Scalability is an important problem in epidemiological applications that simulate complex intervention scenarios over large datasets.
Indemics is one such interactive data intensive framework for High-performance computing(HPC) based large-scale epidemic simulations.
In the Indemics framework, interventions are supplied from an external, standalone database which proved to be an effective way of implementing interventions. Although this setup performs well for simple interventions and small datasets, performance and scalability of complex interventions and large datasets remain an issue.
In this thesis, we present IndemicsXC, a scalable and massively parallel high-performance data engine for Indemics in a supercomputing environment.
IndemicsXC has the ability to implement complex interventions over large datasets.
Our distributed database solution retains the simplicity of Indemics by using the same SQL query interface for expressing interventions.
We show that our solution implements the most complex interventions by intelligently offloading them to the supercomputer nodes and processing them in parallel.
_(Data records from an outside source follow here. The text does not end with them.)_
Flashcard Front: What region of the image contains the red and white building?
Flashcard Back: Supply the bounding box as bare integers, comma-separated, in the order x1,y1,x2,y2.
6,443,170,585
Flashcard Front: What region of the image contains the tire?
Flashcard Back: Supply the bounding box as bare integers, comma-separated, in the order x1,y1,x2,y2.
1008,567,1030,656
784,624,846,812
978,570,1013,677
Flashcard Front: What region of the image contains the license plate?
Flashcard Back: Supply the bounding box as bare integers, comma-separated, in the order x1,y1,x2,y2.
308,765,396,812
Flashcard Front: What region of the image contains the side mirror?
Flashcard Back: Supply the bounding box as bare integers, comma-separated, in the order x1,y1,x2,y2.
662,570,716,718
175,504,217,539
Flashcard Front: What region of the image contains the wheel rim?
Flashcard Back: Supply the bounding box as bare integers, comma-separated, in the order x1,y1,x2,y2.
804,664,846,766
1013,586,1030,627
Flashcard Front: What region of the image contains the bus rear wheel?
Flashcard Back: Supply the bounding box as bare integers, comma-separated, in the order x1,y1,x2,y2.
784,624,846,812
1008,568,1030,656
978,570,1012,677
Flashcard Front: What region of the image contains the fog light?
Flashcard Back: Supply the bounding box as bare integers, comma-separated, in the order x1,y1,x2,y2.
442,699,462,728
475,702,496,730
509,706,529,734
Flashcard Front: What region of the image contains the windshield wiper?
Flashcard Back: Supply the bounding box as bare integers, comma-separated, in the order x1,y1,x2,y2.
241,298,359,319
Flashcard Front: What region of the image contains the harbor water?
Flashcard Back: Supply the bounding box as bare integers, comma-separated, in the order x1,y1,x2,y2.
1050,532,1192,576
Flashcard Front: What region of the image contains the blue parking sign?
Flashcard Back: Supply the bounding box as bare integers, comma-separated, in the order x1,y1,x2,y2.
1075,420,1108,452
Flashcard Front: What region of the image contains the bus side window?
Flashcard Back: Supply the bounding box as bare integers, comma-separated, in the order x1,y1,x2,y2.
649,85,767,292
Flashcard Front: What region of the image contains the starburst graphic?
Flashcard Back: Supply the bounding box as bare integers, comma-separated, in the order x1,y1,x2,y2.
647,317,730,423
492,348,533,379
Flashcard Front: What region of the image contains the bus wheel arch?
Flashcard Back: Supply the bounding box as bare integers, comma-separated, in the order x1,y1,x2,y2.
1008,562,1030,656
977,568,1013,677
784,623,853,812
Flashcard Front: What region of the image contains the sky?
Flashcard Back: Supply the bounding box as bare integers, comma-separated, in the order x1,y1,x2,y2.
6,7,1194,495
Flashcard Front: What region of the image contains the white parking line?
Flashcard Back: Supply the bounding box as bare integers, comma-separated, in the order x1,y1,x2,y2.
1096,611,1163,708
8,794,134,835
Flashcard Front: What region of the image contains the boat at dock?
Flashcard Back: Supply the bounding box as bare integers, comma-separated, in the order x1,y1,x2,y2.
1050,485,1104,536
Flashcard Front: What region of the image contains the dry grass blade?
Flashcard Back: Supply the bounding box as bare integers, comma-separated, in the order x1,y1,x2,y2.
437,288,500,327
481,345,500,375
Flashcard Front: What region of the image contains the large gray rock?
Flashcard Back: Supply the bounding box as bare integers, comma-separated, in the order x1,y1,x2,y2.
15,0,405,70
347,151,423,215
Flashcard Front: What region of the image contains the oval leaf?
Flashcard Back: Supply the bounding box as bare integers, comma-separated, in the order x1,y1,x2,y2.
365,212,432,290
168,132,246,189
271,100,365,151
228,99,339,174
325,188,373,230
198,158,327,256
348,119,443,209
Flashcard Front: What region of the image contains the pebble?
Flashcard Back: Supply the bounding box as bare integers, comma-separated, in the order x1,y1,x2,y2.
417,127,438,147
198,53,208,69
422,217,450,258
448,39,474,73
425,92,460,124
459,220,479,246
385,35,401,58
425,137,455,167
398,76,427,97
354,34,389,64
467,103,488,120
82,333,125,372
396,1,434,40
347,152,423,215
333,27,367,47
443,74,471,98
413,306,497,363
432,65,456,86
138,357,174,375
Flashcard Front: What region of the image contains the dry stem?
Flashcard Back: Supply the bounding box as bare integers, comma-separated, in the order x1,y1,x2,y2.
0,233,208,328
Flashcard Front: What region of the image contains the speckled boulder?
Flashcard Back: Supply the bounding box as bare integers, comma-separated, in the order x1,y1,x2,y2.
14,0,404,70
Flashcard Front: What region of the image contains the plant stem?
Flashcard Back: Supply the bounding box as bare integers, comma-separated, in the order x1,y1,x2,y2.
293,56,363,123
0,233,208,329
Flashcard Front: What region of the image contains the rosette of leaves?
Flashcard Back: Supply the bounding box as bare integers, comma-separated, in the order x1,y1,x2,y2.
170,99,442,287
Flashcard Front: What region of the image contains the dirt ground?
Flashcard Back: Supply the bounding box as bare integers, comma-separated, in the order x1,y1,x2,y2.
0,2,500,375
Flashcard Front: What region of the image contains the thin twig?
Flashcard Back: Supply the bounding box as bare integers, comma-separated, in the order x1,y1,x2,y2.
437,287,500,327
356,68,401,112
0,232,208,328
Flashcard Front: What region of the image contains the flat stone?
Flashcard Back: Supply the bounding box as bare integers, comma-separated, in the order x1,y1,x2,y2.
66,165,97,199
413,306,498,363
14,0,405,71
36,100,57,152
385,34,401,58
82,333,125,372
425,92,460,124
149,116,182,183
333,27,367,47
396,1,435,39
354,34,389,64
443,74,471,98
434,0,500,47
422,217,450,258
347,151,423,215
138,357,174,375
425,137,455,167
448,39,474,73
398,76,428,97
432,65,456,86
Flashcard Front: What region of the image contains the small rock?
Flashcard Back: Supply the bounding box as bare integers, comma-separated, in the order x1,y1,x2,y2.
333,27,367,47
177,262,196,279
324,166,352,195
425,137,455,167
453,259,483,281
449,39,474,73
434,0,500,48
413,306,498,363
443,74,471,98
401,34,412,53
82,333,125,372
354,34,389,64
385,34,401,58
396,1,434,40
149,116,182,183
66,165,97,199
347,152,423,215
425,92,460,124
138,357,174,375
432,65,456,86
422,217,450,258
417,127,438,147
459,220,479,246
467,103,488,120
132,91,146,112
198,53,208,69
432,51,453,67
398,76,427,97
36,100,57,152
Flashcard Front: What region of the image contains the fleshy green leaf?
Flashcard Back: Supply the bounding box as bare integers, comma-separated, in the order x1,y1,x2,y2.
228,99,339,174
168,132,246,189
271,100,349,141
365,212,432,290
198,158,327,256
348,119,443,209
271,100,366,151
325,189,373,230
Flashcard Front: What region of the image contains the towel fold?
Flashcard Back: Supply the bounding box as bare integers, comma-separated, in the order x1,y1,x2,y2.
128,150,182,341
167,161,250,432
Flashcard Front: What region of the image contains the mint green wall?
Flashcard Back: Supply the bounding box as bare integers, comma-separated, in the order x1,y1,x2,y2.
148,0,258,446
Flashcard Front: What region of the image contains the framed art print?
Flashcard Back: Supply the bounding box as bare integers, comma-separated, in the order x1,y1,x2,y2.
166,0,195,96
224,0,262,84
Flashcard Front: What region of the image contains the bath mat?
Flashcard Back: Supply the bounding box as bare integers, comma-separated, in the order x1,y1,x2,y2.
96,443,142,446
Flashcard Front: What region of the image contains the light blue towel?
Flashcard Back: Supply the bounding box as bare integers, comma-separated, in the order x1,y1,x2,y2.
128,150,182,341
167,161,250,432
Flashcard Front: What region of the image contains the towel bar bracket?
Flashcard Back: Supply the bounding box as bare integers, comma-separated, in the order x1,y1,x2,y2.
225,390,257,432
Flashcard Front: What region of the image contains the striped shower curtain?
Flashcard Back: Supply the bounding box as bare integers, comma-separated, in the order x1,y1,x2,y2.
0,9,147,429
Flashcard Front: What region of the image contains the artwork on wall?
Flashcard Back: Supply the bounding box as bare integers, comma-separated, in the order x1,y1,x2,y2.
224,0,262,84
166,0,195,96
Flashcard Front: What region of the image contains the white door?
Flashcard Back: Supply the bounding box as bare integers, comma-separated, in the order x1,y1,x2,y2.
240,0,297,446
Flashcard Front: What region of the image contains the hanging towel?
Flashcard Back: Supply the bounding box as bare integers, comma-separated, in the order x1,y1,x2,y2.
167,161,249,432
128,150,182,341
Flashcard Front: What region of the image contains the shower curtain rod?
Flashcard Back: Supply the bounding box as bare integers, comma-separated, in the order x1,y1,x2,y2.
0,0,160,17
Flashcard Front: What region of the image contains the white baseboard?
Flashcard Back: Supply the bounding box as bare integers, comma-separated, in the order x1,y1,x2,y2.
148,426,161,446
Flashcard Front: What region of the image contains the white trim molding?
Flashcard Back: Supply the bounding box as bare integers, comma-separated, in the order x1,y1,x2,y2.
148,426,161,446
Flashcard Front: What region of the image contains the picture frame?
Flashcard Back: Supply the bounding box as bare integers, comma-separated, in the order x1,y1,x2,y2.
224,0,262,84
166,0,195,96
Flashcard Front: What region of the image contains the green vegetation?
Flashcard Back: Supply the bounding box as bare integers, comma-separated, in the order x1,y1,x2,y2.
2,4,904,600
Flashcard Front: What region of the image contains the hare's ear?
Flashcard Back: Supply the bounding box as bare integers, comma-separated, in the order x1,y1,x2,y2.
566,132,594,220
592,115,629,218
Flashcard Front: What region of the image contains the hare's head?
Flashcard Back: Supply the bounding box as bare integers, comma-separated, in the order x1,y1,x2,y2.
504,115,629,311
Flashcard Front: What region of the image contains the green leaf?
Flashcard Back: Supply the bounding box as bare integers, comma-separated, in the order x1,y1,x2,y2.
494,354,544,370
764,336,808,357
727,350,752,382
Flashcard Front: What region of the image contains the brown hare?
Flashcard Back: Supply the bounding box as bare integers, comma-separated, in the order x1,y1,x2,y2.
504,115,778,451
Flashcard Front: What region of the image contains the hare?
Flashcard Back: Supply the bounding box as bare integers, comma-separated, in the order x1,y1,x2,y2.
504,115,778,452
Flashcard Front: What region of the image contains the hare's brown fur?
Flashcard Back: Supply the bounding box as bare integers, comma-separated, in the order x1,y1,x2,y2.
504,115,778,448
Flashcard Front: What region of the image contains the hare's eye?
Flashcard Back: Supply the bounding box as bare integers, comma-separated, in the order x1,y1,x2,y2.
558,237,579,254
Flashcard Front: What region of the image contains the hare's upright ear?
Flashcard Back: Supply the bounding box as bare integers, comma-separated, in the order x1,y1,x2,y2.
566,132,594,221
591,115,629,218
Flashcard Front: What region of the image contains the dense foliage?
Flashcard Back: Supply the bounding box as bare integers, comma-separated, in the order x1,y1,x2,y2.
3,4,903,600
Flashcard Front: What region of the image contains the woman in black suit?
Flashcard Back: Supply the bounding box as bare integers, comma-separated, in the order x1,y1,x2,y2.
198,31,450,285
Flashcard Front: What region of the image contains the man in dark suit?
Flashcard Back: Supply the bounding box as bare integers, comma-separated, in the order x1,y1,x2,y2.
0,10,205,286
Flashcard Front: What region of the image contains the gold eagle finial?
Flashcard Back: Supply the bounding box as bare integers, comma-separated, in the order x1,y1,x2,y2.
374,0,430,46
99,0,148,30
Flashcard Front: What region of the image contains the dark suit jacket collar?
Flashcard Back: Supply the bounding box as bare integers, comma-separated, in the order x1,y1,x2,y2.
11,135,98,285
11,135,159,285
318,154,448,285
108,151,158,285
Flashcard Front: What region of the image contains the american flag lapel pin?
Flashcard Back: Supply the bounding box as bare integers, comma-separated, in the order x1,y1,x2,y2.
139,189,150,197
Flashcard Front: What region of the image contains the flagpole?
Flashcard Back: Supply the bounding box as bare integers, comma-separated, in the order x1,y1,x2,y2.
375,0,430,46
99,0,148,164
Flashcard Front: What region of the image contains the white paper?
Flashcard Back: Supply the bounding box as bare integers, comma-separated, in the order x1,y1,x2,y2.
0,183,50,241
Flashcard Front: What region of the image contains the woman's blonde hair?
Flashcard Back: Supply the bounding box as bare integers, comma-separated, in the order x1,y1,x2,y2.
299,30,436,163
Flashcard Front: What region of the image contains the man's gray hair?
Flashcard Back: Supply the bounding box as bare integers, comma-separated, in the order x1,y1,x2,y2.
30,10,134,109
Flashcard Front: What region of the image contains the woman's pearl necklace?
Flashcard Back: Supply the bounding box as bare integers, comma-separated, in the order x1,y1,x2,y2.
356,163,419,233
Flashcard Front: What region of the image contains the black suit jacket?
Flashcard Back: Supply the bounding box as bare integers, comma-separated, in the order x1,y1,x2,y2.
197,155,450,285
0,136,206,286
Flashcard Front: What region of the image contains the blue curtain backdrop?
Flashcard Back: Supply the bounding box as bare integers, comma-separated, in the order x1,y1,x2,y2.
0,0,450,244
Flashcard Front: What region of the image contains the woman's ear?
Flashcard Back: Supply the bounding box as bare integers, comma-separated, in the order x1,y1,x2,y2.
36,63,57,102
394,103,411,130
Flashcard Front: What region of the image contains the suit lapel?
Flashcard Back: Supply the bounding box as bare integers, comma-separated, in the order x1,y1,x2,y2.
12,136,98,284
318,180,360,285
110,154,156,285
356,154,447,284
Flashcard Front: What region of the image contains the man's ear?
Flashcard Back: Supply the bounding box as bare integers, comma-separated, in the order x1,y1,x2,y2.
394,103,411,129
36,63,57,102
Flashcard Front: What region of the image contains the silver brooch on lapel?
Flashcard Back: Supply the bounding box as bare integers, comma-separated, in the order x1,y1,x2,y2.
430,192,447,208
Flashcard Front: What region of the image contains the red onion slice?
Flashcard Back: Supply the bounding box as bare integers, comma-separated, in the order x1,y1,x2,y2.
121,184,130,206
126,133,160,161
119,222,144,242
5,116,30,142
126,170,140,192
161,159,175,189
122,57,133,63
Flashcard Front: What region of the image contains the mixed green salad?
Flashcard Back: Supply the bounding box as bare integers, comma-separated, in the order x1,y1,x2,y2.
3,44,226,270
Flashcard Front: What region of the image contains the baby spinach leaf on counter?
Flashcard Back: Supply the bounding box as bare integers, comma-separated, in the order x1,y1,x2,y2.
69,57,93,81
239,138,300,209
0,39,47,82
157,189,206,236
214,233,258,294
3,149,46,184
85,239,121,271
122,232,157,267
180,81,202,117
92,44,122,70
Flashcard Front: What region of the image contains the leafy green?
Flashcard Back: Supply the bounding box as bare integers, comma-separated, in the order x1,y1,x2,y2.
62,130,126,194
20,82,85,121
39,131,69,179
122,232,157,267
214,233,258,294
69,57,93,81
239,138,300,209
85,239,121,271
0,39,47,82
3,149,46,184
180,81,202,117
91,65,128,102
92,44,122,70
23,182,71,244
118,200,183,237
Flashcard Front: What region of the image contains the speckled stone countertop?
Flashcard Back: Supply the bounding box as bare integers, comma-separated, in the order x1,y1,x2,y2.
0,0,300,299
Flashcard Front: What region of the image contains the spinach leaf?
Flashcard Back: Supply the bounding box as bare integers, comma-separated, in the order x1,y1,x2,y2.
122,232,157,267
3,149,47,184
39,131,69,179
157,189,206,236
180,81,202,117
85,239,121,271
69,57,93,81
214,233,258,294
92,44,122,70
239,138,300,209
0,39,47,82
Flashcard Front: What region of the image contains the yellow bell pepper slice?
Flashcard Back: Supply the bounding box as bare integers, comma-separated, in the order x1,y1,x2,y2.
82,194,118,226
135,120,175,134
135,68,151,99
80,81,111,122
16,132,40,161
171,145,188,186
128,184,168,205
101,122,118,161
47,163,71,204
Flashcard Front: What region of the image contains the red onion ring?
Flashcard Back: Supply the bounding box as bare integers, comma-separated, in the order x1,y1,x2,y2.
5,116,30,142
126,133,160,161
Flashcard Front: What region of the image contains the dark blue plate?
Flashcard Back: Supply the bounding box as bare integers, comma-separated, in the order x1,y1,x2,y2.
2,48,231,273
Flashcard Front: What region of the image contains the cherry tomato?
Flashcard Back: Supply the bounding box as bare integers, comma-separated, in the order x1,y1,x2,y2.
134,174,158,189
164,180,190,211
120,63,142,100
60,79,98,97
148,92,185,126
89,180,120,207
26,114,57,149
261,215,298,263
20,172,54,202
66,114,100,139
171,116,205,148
We present an extensive performance evaluation of our database engine with the help of various intervention case studies over synthetic population datasets. The evaluation of our parallel and distributed database framework illustrates its scalability over standalone database.
Our results show that the distributed data engine is efficient as it is parallel, scalable and cost-efficient means of implementing interventions.
The proposed cost-model in this thesis could be used to approximate intervention query execution time with decent accuracy.
The usefulness of our distributed database framework could be leveraged for fast, accurate and
sensible decisions by the public health officials during an outbreak.
Finally, we discuss the considerations for using distributed databases for driving large-scale simulations.